Enhancing Transfusable Platelets for Hemorrhage Control Using Liposomal Transfection

Uncontrolled bleeding is a leading cause of death worldwide, and occurs in diverse scenarios, including trauma, childbirth, and surgery. There are many therapeutic strategies for stopping blood loss, including transfusion with platelets, cells that initiate blood clotting, but they are not always effective during the most severe cases of bleeding. A potential strategy to improve the efficacy of platelet transfusions is to manipulate the composition of platelets to enhance their natural blood clotting function. We hypothesize that loading therapeutic molecules into transfusable platelets will allow them to promote faster blood clotting specifically at wound sites, improving outcomes after massive transfusions. Until recently, there have not been any clinically appropriate approaches for loading transfusable platelets with therapeutics. We identified, for the first time, that certain formulations of lipid-based nanoparticles can effectively deliver genetic material and enzymes to platelets. We will develop methods to deliver therapeutic molecules to platelets and create a manufacturing protocol for modifying platelets that can be scaled up for clinical use. We will determine whether the modified platelets have enhanced blood clotting function and whether these strategies can be used to safely improve the effectiveness of transfused platelets. Engineering platelets to have enhanced hemostatic function will improve a clinically used strategy to treat hemorrhage, by augmenting our body's natural mechanism to prevent blood loss. This research will yield more effective platelet products, which could be transported and stored for pre-hospital use, increase the efficacy of transfusions, and decrease the number of blood transfusions and transfusion-related adverse effects.

We will achieve these goals by combining our expertise in genetic engineering, nanomedicine, platelet biochemistry, precision medicine, and transfusion medicine. We will complete the following steps:

Objective I – Deliver and load hemostatic proteins to platelets. We will advance our previous work in delivering clot enhancing enzymes to platelets. Lipid nanoparticles that we have previously optimized will be used for delivery, and subsequent assays will assess stability and hemostatic function of modified platelets.

Objective II – Deliver mRNA for protein expression in platelets. Messenger RNA (mRNA) is the genetic material that is translated to produce proteins and enzymes. Platelets are able to produce proteins from their own mRNA, and we will create a biotechnology that enables platelets to produce proteins from man-made mRNA. Building on our published work delivering mRNA to platelets, we will use lipid nanoparticles and several types of mRNA to engineer platelets to synthesize proteins that help clot blood and seal wounds during hemorrhage.

Objective III – Test the efficacy and safety of modified platelets in animal models of hemorrhage and coagulopathy. Using animal models, we will test the ability of these platelets to safely reduce bleeding without causing thrombosis (unwanted blood clot inside of blood vessels) or other adverse effects. A rat model of severe polytrauma and hemorrhage will be used.

This research directly aligns with the Peer Reviewed Medical Research Program Topic Area: Hemorrhage Control, and three Areas of Encouragement. The proposed research directly aligns with research on novel or engineered blood products that offer physiological, logistical, or cost advantages over current products. It also aligns with development of new and innovative capabilities to stop non-compressible intracavitary hemorrhage and improved technologies to stop junctional and pelvic bleeding in pre-hospital environments, as well as development of innovative damage control resuscitation and damage control surgical capabilities. Modified platelets with enhanced coagulability will be designed to be effective in high-demand situations during peak conflicts by reducing the number of platelet units, other blood products, and pharmaceuticals that are currently required. They will be impactful in Roles 1-3 and expected to enable hemorrhage control in challenging situations, such as intracavitary hemorrhage.

We aim to begin field-testing modified platelets in 2025. To accomplish this, our preliminary results and the results obtained by the proposed work will be used to engage with the US Food and Drug Administration and determine the experiments required to begin using modified platelets for managing severe bleeding during trauma.

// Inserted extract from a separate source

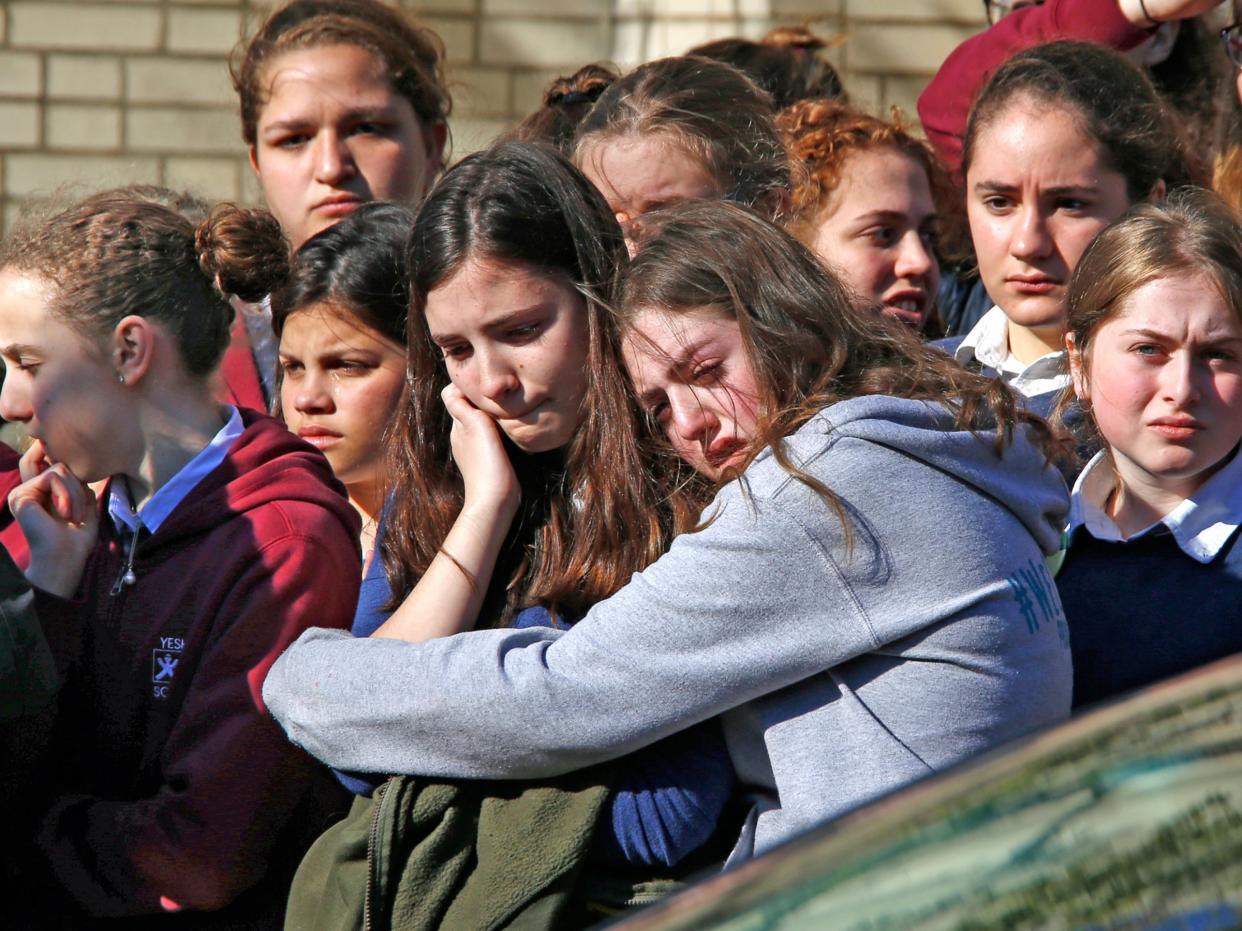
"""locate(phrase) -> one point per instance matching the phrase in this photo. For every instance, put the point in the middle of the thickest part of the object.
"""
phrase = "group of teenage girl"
(637, 445)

It is expected that the outcomes will benefit Warfighters, Veterans, military beneficiaries, and the American public. We expect that the biotechnologies developed here will reduce death and disability in Service members and subsequently improve the quality of life for Veterans and their families. It will also be applicable in civilian environments. For example, most civilian platelet transfusions are used as part of cancer treatment, and platelets have the potential in the future to be engineered to have enhanced function in this setting.